Singleton and the other newly elected members will be formally inducted in May at the Academy’s Beaux Arts building in Manhattan.
A native of Brooklyn, New York, Singleton attended New York University and Yale. As a Fulbright Scholar, he went to Italy to study at the Accademia Nazionale di Santa Cecilia in Rome. Singleton lived and worked in Europe for 14 years, then returned to the United States to become composer in residence with the Atlanta Symphony Orchestra, from 1985 to 1988, at the behest of then music director Robert Shaw. Singleton subsequently decided to remain in Atlanta and make the city his creative home. He spoke with ArtsATL on Sunday.
ArtsATL: How did you first learn about being elected into the American Academy of Arts and Letters?
Alvin Singleton: It was a complete surprise to me. I’d never even thought about being a member, and all of a sudden one day I got a letter announcing that I had been elected to this august body. I right away showed it to [my wife] Lisa. She went to their website and looked it up and said, “You know you’re in the company of a lot of great people.” As I thought about it days later, it sunk in that this was a very nice honor, and voted on by my peers.
ArtsATL: So you were nominated by peers without your knowledge?
Singleton: Exactly. The way I understand it, somebody who is a member will nominate you and all of the members in your discipline vote on your nomination. I’m not sure, but I think that’s the way it works. I haven’t spoken with anybody about it. I was told that I shouldn’t mention it until it becomes official in a press release. So I haven’t been talking about it at all. Again, this was a complete surprise to me and I’m truly honored.
ArtsATL: Now that you have been elected, what’s the next step in the process?
Singleton: They have the induction ceremony in mid-May. That’s when all the members converge at the Academy in New York at a luncheon, they give out annual awards and introduce and induct all the new people.
ArtsATL: There are nine new members to be inducted this year. How many of them do you know, personally? I recall you know David Lang.
Singleton: I don’t know anyone else, I just know David. I do know many people who are already members.
ArtsATL: One would guess that being elected by your peers must offer up a unique kind of feeling.
Singleton: Someone told me it is like in England when you’re knighted. I’m not sure how accurate that is, but I don’t want to have people having to call me “Sir.” The organization does not induct new members until somebody resigns or dies. You’re elected a member for life. They only have 250 members across all the disciplines — including writers and painters and composers — 250 is the most they have at one time.

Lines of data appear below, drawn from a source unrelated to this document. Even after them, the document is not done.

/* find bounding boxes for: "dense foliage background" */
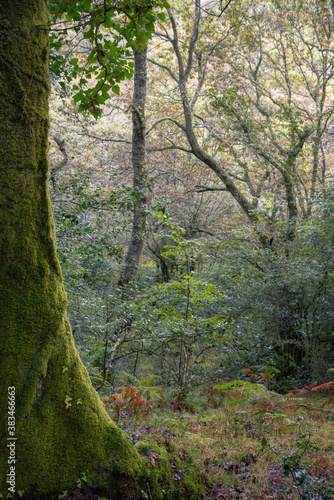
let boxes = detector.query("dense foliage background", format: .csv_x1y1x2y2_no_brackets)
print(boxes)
49,0,334,398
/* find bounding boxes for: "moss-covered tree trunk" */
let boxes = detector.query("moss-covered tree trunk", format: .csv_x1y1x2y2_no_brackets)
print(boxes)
0,2,170,498
118,45,148,290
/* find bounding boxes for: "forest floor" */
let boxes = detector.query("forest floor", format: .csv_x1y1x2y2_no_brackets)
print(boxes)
99,383,334,500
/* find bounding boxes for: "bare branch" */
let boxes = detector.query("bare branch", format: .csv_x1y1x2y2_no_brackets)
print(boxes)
146,117,187,136
147,57,179,83
193,184,226,193
185,0,201,79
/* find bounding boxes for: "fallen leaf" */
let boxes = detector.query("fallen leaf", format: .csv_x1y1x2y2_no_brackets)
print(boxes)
178,449,189,461
147,449,158,467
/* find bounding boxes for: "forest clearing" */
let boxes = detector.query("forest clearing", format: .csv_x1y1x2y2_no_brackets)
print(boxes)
1,0,334,498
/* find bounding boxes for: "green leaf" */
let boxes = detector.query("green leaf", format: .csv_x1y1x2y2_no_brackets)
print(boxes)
112,85,120,95
73,91,84,103
82,0,91,9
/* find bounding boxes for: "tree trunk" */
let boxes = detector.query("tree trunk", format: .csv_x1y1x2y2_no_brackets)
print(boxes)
118,45,148,290
0,2,168,498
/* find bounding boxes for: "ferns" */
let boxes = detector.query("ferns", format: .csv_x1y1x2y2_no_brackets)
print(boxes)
103,385,161,420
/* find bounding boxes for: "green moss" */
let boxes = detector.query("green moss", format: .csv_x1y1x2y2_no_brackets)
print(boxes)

ArtsATL: So a space had to actually open up for you.
ArtsATL: Can you catch us up on what you’ve composed in the last few years or projects in which you’re involved?
Singleton: I’ve composed two works for the Atlanta Symphony Orchestra, “Miaka Kumi,” a fanfare for orchestra, and “Different River,” a large-scale orchestra work. Then there’s “Sweet Chariot,” a chamber work for the Astral Artists of Philadelphia. I’m currently composing a work for concert band, commissioned by a consortium of more that 20 college and university bands, and I’ve just completed work on my fifth all–Alvin Singleton CD. It’s coming out on Albany Records label in the next couple of months.